The Yellow Ribbon Fund for Animals donates funds to assist retired military dogs with surgery, vaccinations, and cost of care.

The benefits of rescuing a Canine Hero

There are a lot of benefits to adopting retired military dogs instead of buying one from the store or breeder. You may be surprised by how many people you know have adopted these animals before! There’s an excellent chance someone in your family has owned a retired military dog in the past, and if not there are plenty of people you can call!

Veterans looking for a companion animal that will love them unconditionally. Retired military dogs have been trained to be loving companions who enjoy giving their attention to one person. They work well with children since they have been around so many throughout their career and also do well with other pets.

In order to be available for adoption, a military dog must be evaluated by the commander of the last unit the dog was assigned to and deemed suitable for civilian life. Not every dog trained for combat is able to make a transition to pet life.

Who can Adopt Retired Military Dogs?

Retiring military dogs are always offered to former handlers first. If a handler is unable to adopt the dog, then law enforcement agencies are next in line, and after that, civilians capable of humanely caring for a trained military dog are considered. There is no adoption fee.

Because many military dogs, due to training, combat experience, or injuries, are unable to adjust to civilian life, Save-a-Vet fights for the rights of these forgotten soldiers.

This organization has the goal of opening a facility in each state where veterans can find employment and unadopted military and law enforcement canines can live out their lives in peace. But until that happens, dogs unsuitable for adoption or unable to find suitable homes are euthanized.

What a shame.

The process of adopting one retired military dog is a lengthy, rigorous endeavor. It can take as long as two years from the time an adoption application is submitted to when a retired military dog will be available for new owners. And there are only about 400 dogs up-for-adoption at any given time with 500 more coming in every month.
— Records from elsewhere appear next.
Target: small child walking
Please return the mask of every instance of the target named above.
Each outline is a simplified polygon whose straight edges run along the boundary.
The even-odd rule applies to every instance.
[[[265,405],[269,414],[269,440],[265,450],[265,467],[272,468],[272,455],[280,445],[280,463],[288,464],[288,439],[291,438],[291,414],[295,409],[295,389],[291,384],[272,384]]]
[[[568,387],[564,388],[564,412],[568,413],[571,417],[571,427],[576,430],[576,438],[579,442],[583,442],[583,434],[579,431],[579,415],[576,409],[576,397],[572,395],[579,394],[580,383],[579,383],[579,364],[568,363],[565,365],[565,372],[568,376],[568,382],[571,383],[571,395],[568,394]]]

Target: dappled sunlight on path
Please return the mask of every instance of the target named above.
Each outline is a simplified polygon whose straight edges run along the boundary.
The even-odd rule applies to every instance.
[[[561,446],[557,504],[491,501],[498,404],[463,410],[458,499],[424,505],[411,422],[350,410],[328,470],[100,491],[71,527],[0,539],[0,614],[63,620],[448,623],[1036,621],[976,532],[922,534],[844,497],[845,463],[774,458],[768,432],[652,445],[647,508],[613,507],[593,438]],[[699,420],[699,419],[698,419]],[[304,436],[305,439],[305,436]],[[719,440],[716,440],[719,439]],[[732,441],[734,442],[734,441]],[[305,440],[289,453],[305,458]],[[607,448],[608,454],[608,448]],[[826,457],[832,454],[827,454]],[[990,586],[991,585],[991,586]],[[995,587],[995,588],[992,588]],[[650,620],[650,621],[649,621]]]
To be considered for adoption, retired military dogs must first undergo a rigorous evaluation process. They are evaluated on their ability to function in the world after having spent most of their lives training as service canines and then living isolated at kennels during deployment without proper socialization or exercise. These evaluations occur by evaluating candidates’ responses

Adopting a Retired Military Working Dog

Those who adopt a retired MWD can count on getting an intelligent, highly trained dog with a good temperament who will make a great protector and companion. Providing a retirement home for one of these dogs saves its life and gives the adopting family the opportunity to honor a veteran who has honorably served his country.

Dogs are being retired from the military at a very young age and need homes to retire in so that they can live out their golden years comfortably, and you could be just what they’re looking for!
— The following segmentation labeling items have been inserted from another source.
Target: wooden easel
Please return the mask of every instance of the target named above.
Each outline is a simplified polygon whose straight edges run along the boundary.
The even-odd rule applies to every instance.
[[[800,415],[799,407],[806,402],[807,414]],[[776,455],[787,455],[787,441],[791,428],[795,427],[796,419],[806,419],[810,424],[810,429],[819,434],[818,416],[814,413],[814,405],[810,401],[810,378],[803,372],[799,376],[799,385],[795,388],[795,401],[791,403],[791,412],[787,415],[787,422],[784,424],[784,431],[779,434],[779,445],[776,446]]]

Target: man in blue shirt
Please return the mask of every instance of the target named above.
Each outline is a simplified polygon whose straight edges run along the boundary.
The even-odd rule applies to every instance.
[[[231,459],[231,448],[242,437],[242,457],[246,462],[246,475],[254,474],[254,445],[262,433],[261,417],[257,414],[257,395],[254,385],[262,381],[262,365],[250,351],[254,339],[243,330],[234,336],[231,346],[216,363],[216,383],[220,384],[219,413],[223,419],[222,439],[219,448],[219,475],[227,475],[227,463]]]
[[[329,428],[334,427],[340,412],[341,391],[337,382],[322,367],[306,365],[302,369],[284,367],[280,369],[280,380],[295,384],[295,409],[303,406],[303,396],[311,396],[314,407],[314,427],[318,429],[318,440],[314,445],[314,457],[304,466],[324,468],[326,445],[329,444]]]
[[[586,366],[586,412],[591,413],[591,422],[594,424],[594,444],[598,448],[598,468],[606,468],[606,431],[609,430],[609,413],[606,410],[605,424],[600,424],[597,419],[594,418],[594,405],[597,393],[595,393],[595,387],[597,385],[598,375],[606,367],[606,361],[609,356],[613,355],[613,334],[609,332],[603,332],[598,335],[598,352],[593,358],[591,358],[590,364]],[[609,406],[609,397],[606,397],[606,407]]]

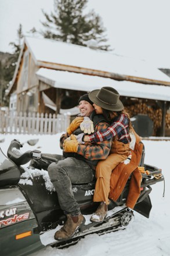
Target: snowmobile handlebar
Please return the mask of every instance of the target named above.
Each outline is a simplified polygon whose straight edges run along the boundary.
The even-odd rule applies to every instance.
[[[39,150],[28,150],[24,153],[20,151],[23,145],[18,140],[12,140],[8,149],[8,157],[17,165],[27,163],[32,158],[41,158],[41,152]]]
Money-Saving in the Long Run

Adopting retired military dogs is not only rewarding but also an excellent way to save money. Most of the retired military dogs we rescue have been cared for by the Department of Defense. That means they are already fully vetted and paid for, which is a huge cost saver!

The benefits are many with adopting from this program: you get to save on vet bills, food costs, boarding fees or even getting one at all because there’s usually a waiting list. You’ll also get the satisfaction of knowing that you’re saving a life – and maybe even your own!

Additional benefits come from retired military dog adoption programs because they provide many resources to help every step along the way: training, behavioral advice, pet care tips, medical information checklists, and links to other helpful websites.

The retired military dog is a hero that needs our help. These dogs have saved lives and been loyal companions for the soldiers they served with, but now need to be adopted by someone who will take care of them in their retirement years.